Question

Force $F$ is gradually increased from zero. Determine whether the block will first slide or lift up?

Answer 1

Hint: When an object just lifts up from the surface normal reaction on it becomes zero. Use the condition of horizontal and vertical equilibrium to determine the minimum force required for sliding and for lifting up the block. The case for which force F is lesser will occur first.

Complete step by step answer:
We first resolve the forces in horizontal and vertical directions.

In vertical direction, gravitational force ($Mg$) is acting downward and sine components of force $F$ and normal reaction ($N$) are in upward direction.

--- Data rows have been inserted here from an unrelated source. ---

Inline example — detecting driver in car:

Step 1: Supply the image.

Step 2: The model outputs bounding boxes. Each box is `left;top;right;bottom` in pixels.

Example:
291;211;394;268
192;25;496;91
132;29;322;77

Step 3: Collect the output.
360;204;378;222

For vertical equilibrium,
$Mg=F\sin {{37}^{{}^\circ }}+N$
Normal reaction on the block is
$N=Mg-F\sin {{37}^{{}^\circ }}$
When the block lifts up from the surface, the normal reaction on it becomes zero and the equation becomes
$Mg=F\sin {{37}^{{}^\circ }}$
From this equation, we can determine the minimum magnitude of force $F$ required to just lift the block. Solving the equation, we have
$F=\dfrac{Mg}{\sin {{37}^{{}^\circ }}}$
On substituting the values, we get the minimum value of force required to just lift the block
${{F}_{lift}}=\dfrac{10\times 10}{3/5}=\dfrac{500}{3}$
Similarly, frictional force ($f$) acts towards the left and cosine component of force $F$ acts in the right direction. For horizontal equilibrium,
$f=F\cos {{37}^{{}^\circ }}$
This implies that
${{\mu }_{0}}N=F\cos {{37}^{{}^\circ }}$
On substituting the values, we have
$0.5(100-F\sin {{37}^{{}^\circ }})=F\cos {{37}^{{}^\circ }}$
$\Rightarrow 50=F(0.5\times \dfrac{3}{5}+\dfrac{4}{5})$
On solving, we get the minimum force required for the object to slide
${{F}_{slide}}=\dfrac{50}{\left( 11/10 \right)}=\dfrac{500}{11}$

We observe that the minimum force required for the block to slide is less than the minimum force required for the object to lift up. Therefore, the object will first slide before lifting up.

Note: When an object is just lifted up from the surface, the normal reaction acting on it becomes zero. The frictional force always acts opposite to the direction of motion.
To solve similar problems, we can use equations of motion and equilibrium equations.